Because of these and similar numbers proving the current system is racist, the federal Sentencing Commission has, to no avail, issued a series of reports urging the crack/powder disparity be addressed by lawmakers immediately. (In 2005 the Supreme Court decided mandatory sentencing violated the Fourth Amendment to the Constitution; the effects of this rule will take years to see.) The commission found not only consistent patterns of race-based punishment, but also was frustrated that the severe sentences were completely out of proportion to the scale of the crimes.

“Mandatory penalties for crack cocaine offenses apply most often to offenders who are low-level participants in the drug trade,” the commissioners wrote, citing data showing that 73% of crack defendants are merely street-level dealers, couriers or lookouts.
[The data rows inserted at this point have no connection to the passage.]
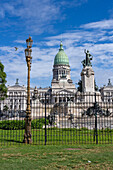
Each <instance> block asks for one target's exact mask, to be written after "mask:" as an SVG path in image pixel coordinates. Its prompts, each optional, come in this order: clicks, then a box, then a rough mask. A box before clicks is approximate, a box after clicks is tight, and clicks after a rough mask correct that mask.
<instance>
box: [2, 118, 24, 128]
mask: <svg viewBox="0 0 113 170" xmlns="http://www.w3.org/2000/svg"><path fill="white" fill-rule="evenodd" d="M0 129H4V130H18V129H25V121H23V120H3V121H0Z"/></svg>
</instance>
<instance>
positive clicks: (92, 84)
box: [81, 50, 95, 93]
mask: <svg viewBox="0 0 113 170" xmlns="http://www.w3.org/2000/svg"><path fill="white" fill-rule="evenodd" d="M85 54H86V59H85V60H83V61H82V64H83V69H82V72H81V80H82V92H84V93H85V92H95V83H94V71H93V69H92V64H91V60H92V58H93V57H92V55H91V54H90V53H89V51H88V50H87V52H86V50H85Z"/></svg>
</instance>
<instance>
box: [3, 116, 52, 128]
mask: <svg viewBox="0 0 113 170" xmlns="http://www.w3.org/2000/svg"><path fill="white" fill-rule="evenodd" d="M48 123H49V121H48V120H46V124H48ZM44 124H45V118H41V119H34V120H32V122H31V128H32V129H41V128H42V127H43V125H44ZM0 129H4V130H19V129H25V121H24V120H3V121H0Z"/></svg>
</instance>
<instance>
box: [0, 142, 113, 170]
mask: <svg viewBox="0 0 113 170" xmlns="http://www.w3.org/2000/svg"><path fill="white" fill-rule="evenodd" d="M5 169H8V170H27V169H29V170H34V169H37V170H38V169H47V170H54V169H63V170H64V169H80V170H84V169H85V170H88V169H94V170H96V169H99V170H101V169H106V170H108V169H109V170H110V169H111V170H112V169H113V145H111V144H109V145H108V144H106V145H93V144H92V145H54V146H39V145H20V146H16V145H14V146H8V147H6V146H2V147H0V170H5Z"/></svg>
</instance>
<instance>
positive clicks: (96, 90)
mask: <svg viewBox="0 0 113 170" xmlns="http://www.w3.org/2000/svg"><path fill="white" fill-rule="evenodd" d="M94 86H95V91H98V86H97V84H96V81H95V80H94Z"/></svg>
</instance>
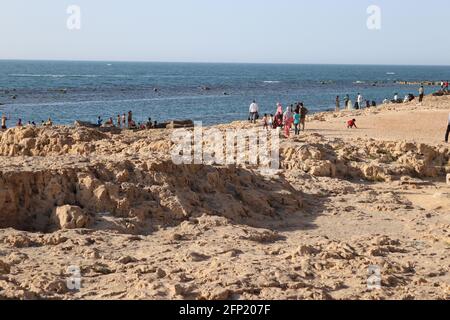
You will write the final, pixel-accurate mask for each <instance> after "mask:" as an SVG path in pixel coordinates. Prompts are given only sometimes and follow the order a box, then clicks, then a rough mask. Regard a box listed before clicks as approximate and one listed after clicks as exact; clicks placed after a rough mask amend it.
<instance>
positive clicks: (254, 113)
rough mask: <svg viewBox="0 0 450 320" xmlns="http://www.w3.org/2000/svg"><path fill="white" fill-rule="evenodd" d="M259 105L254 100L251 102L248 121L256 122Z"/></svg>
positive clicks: (258, 108) (257, 113)
mask: <svg viewBox="0 0 450 320" xmlns="http://www.w3.org/2000/svg"><path fill="white" fill-rule="evenodd" d="M258 112H259V106H258V104H257V103H256V101H254V100H253V103H252V104H251V105H250V109H249V113H250V122H253V123H256V118H257V117H258Z"/></svg>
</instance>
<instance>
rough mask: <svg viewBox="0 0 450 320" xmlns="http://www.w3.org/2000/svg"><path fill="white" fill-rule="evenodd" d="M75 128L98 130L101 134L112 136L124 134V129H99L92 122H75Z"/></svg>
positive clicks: (104, 128) (96, 126)
mask: <svg viewBox="0 0 450 320" xmlns="http://www.w3.org/2000/svg"><path fill="white" fill-rule="evenodd" d="M74 125H75V127H78V128H79V127H83V128H90V129H97V130H98V131H101V132H109V133H112V134H119V133H121V132H122V129H120V128H117V127H114V126H111V127H99V126H98V125H96V124H93V123H91V122H87V121H79V120H77V121H75V123H74Z"/></svg>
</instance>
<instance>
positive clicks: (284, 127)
mask: <svg viewBox="0 0 450 320" xmlns="http://www.w3.org/2000/svg"><path fill="white" fill-rule="evenodd" d="M283 120H284V136H285V138H289V136H290V134H291V127H292V122H293V121H294V118H293V117H292V110H291V107H287V108H286V112H285V113H284V119H283Z"/></svg>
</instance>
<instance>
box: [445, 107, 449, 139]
mask: <svg viewBox="0 0 450 320" xmlns="http://www.w3.org/2000/svg"><path fill="white" fill-rule="evenodd" d="M449 135H450V113H449V114H448V122H447V132H446V134H445V142H446V143H448V137H449Z"/></svg>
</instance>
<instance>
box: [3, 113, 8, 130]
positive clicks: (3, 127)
mask: <svg viewBox="0 0 450 320" xmlns="http://www.w3.org/2000/svg"><path fill="white" fill-rule="evenodd" d="M6 121H8V118H7V117H6V116H5V115H4V114H2V130H6V129H7V127H6Z"/></svg>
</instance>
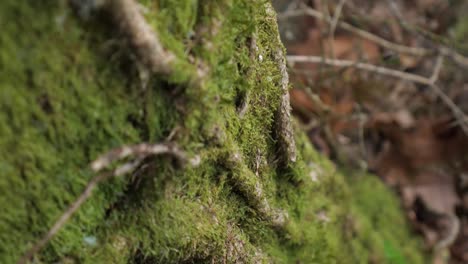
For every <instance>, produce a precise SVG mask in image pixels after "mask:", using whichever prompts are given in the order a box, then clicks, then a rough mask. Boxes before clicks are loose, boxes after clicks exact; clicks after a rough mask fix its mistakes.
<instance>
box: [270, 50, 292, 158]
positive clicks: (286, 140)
mask: <svg viewBox="0 0 468 264" xmlns="http://www.w3.org/2000/svg"><path fill="white" fill-rule="evenodd" d="M275 60H276V63H277V65H279V70H280V73H281V83H280V85H281V92H282V96H281V102H280V107H279V110H278V119H277V126H278V133H279V141H280V144H281V145H282V146H281V147H282V148H283V151H284V152H285V154H286V155H285V156H286V157H285V159H286V161H287V162H296V143H295V140H294V133H293V128H292V125H291V104H290V99H289V76H288V71H287V65H286V64H287V63H286V60H285V56H284V53H283V49H282V47H280V48H278V49H277V51H276V54H275Z"/></svg>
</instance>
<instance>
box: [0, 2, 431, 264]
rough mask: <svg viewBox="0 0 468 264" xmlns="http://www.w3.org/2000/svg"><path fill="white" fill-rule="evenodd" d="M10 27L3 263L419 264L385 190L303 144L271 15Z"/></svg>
mask: <svg viewBox="0 0 468 264" xmlns="http://www.w3.org/2000/svg"><path fill="white" fill-rule="evenodd" d="M129 5H130V6H129ZM130 11H131V13H128V12H130ZM0 25H2V34H0V109H1V111H0V204H1V205H2V207H3V208H2V209H3V210H2V213H1V214H0V262H2V263H15V262H17V261H18V260H19V259H21V257H22V256H26V260H27V261H33V262H34V263H56V262H60V263H205V262H206V263H369V262H370V261H377V262H378V263H424V257H423V256H422V255H421V254H420V253H419V252H420V251H419V250H420V245H419V242H418V241H416V240H414V239H413V238H412V237H411V235H410V234H409V232H408V230H407V227H406V223H405V222H404V218H403V217H402V215H401V213H400V211H399V206H398V202H397V200H396V199H395V198H394V197H393V196H392V194H390V193H389V192H388V191H387V190H385V188H384V187H383V186H382V185H381V184H380V183H379V182H378V181H377V180H375V179H373V178H372V177H371V176H361V177H352V176H350V175H349V176H348V177H347V178H349V179H352V180H350V181H346V180H345V178H344V177H343V176H342V175H341V174H340V173H339V172H337V170H336V168H334V166H333V165H332V164H331V163H330V162H329V161H327V160H326V159H324V158H322V157H321V156H320V155H319V154H317V153H316V152H315V151H314V150H313V148H312V147H311V146H310V144H309V143H308V141H307V139H306V137H305V136H304V135H303V134H302V133H301V132H298V131H296V132H293V127H294V126H293V124H291V119H290V116H289V105H288V93H287V89H288V84H287V81H288V80H287V73H286V65H285V64H284V48H283V46H282V44H281V41H280V40H279V37H278V31H277V24H276V17H275V13H274V11H273V9H272V7H271V5H270V4H269V3H268V2H265V1H263V0H239V1H231V0H222V1H221V0H220V1H207V0H200V1H190V0H179V1H173V0H159V1H150V0H145V1H141V2H139V3H135V2H134V1H130V0H112V1H111V0H109V1H105V0H103V1H99V0H87V1H65V0H62V1H45V0H42V1H16V0H4V1H1V2H0ZM154 144H160V145H154ZM132 145H133V147H131V146H132ZM124 146H128V147H126V148H125V147H124ZM151 146H152V147H155V146H159V147H161V146H165V147H161V148H162V150H161V148H159V149H158V150H159V152H157V153H155V150H154V148H153V149H151ZM175 146H177V148H175ZM176 149H177V152H176V151H175V150H176ZM109 151H111V152H109ZM104 153H109V154H108V155H105V156H102V154H104ZM124 154H125V155H124ZM155 154H158V155H155ZM159 154H162V155H159ZM98 157H101V159H98V160H97V161H96V159H97V158H98ZM181 160H182V161H185V160H189V161H190V162H180V161H181ZM93 161H96V162H95V163H93V166H92V167H91V166H90V164H91V163H92V162H93ZM134 161H138V162H137V163H131V162H134ZM128 164H136V165H135V166H134V167H122V166H124V165H128ZM132 166H133V165H132ZM119 168H120V169H122V168H125V169H126V170H121V171H120V172H121V173H116V171H118V169H119ZM128 168H131V170H128ZM97 170H100V171H101V170H104V171H106V172H108V173H110V172H111V176H115V177H101V178H96V177H97V176H96V175H98V172H97ZM112 172H114V173H113V174H112ZM122 172H128V173H126V174H125V175H120V174H123V173H122ZM90 184H92V185H93V186H92V188H89V186H90ZM87 185H88V188H89V189H88V188H87V187H86V186H87ZM85 190H86V191H85ZM83 192H85V193H83ZM83 194H86V196H83ZM80 197H81V198H82V199H83V200H82V202H83V203H80V204H79V206H75V207H76V208H75V209H76V210H75V211H73V212H72V213H73V214H71V215H70V217H69V218H68V217H66V221H63V223H62V224H61V225H60V226H58V228H57V232H56V233H55V232H54V233H53V235H51V236H50V238H49V239H46V240H44V238H45V236H47V234H51V233H50V230H51V227H52V226H54V223H57V219H59V218H61V217H62V219H65V218H63V216H64V214H66V213H67V208H69V206H70V205H72V207H73V205H77V203H76V201H81V200H79V199H80ZM77 199H78V200H77ZM68 212H70V211H68ZM41 240H42V241H45V242H44V243H43V244H44V245H43V246H41V247H37V249H38V250H36V251H34V252H33V251H30V250H31V248H35V247H36V246H37V245H38V244H37V243H38V241H41ZM28 252H29V253H31V252H32V253H31V254H28ZM395 261H399V262H395Z"/></svg>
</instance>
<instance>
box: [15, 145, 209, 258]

Of course, if we were actually winning the War on Drugs, some hard-hearted folks could be expected to accept such inequities based on the break-eggs-to-make-an-omelette view of problem-solving. Unfortunately, this war is as much a lose-lose quagmire as the real war over in Iraq—and is similarly expensive, costing an estimated $40 billion a year.
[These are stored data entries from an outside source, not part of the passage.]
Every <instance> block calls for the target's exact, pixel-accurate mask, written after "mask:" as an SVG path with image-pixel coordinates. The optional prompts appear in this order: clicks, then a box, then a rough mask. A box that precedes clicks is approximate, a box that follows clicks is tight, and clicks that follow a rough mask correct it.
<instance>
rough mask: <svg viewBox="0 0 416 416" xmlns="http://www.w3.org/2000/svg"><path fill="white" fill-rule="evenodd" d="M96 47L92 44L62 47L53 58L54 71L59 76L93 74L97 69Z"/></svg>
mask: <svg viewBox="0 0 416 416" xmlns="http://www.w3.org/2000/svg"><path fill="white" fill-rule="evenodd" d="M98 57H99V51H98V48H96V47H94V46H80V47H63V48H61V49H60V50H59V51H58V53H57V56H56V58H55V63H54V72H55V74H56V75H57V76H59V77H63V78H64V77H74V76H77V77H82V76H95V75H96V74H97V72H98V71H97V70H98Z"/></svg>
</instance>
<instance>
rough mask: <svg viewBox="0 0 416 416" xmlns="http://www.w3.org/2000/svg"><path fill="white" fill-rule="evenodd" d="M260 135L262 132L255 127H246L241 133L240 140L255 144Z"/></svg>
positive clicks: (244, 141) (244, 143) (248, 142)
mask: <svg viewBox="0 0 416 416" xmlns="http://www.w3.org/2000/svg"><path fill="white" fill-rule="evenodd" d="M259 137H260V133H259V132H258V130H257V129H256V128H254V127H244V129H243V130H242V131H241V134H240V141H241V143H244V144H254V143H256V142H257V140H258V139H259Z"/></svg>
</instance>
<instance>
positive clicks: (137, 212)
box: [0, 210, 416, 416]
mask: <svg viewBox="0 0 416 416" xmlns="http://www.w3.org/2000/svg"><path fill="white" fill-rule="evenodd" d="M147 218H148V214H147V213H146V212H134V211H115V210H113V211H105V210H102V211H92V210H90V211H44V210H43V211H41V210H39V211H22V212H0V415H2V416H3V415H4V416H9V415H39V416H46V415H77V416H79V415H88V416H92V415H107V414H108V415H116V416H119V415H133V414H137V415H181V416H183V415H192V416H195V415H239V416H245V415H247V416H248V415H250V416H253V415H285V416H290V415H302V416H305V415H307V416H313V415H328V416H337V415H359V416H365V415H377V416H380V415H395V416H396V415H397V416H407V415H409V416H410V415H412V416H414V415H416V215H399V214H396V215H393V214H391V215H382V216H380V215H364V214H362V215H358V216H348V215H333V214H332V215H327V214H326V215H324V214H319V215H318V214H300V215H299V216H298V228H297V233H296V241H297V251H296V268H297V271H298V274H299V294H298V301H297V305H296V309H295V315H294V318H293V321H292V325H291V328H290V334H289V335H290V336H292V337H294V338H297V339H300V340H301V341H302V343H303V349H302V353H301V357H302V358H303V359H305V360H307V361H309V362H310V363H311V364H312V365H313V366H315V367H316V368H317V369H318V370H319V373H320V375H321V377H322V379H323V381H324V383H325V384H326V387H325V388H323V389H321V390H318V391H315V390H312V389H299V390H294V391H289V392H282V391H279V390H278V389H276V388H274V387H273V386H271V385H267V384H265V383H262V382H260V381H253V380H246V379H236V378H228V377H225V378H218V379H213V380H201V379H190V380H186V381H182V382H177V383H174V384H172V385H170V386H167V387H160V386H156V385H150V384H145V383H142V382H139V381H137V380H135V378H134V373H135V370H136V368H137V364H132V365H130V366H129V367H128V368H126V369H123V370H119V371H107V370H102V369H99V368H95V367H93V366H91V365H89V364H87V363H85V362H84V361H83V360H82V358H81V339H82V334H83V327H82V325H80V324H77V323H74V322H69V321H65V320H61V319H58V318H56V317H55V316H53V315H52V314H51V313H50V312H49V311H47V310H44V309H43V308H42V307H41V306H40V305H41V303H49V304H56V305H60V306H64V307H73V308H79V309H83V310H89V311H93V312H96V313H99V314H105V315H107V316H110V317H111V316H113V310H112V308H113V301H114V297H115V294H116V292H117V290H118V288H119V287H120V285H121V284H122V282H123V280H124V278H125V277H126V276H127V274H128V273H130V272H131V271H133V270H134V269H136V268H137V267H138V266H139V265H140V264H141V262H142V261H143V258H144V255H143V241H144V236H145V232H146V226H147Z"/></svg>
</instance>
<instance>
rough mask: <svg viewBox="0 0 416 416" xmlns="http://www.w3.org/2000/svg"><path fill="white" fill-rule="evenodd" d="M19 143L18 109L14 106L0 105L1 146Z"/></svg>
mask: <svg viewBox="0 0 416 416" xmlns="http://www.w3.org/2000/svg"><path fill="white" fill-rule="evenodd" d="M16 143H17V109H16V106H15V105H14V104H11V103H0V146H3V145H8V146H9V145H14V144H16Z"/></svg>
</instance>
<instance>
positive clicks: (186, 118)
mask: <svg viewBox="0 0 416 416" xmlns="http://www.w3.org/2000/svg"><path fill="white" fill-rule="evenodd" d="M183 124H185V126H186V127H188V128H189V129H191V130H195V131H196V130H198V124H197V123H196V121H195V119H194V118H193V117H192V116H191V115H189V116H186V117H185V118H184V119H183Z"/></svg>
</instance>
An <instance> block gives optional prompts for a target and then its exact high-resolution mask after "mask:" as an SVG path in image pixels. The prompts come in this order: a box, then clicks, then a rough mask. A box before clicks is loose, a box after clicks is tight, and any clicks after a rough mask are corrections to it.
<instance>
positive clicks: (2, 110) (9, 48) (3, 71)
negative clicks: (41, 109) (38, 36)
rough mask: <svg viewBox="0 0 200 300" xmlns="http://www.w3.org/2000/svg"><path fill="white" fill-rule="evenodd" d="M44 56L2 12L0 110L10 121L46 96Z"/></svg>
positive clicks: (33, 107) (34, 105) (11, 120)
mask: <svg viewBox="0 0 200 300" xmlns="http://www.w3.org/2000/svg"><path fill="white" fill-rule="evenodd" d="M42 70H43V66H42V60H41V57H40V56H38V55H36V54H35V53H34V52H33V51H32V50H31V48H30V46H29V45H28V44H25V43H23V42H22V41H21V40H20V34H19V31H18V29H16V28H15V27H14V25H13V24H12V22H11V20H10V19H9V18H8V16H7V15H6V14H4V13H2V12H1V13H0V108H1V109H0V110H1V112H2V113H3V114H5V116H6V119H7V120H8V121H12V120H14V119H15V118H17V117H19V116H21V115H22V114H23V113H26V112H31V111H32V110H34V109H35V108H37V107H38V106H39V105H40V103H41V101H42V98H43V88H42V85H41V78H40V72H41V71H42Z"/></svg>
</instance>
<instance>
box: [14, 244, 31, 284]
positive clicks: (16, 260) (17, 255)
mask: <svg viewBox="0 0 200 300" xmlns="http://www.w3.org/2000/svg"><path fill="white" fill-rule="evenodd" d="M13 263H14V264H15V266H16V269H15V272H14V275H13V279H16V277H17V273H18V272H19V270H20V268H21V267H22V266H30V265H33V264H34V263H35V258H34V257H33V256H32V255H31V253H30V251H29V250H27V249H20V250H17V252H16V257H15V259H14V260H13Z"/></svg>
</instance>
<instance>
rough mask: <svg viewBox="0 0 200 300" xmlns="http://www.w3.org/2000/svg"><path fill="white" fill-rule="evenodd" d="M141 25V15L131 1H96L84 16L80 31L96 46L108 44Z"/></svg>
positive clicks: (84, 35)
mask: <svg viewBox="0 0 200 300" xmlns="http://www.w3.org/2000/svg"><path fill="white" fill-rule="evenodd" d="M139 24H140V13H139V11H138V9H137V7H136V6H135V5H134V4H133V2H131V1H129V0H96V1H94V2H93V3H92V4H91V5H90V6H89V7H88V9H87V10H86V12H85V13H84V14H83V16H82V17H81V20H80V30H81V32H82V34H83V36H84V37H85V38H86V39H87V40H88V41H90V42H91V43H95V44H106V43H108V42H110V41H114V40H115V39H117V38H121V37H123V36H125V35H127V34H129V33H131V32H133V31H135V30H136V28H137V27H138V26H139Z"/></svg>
Prohibition has failed equally to stamp out markets and to increase street prices for heroin, methamphetamine and marijuana.

The evidence of failure is everywhere: Marijuana is now the nation’s number one cash crop—worth more than the corn and wheat crops combined—even as a record number of Americans were arrested for marijuana violations in 2005 (nearly 800,000, according to the FBI). After we’ve spent nearly 5 billion in taxpayer dollars since 2000 on planes fumigating Colombia’s coca crop, farmers there are producing just as much cocaine as before, according to drug journalist Neil Peirce. Prices for drugs across the United States are low and purity high, despite the highest incarceration rates in the industrialized world. Simply put, the hard-line approach has been tried and failed.

If we are feeling generous, we can allow that back in 1986, in the hysterical wake of star B-baller Len Bias’s tragic death days after he was drafted by the Boston Celtics (and the bloody turf fights then erupting in America’s toughest neighborhoods over control of the drug trade), Congress was not being racist when it passed the crack laws. However, just as Bias was believed to have died smoking crack but was discovered to have been using powder cocaine, the facts long since should have shocked our leaders into rectifying their mistake.

That it hasn’t is a clear indictment that racism is alive and still powerful in the United States almost 150 years after the end of slavery.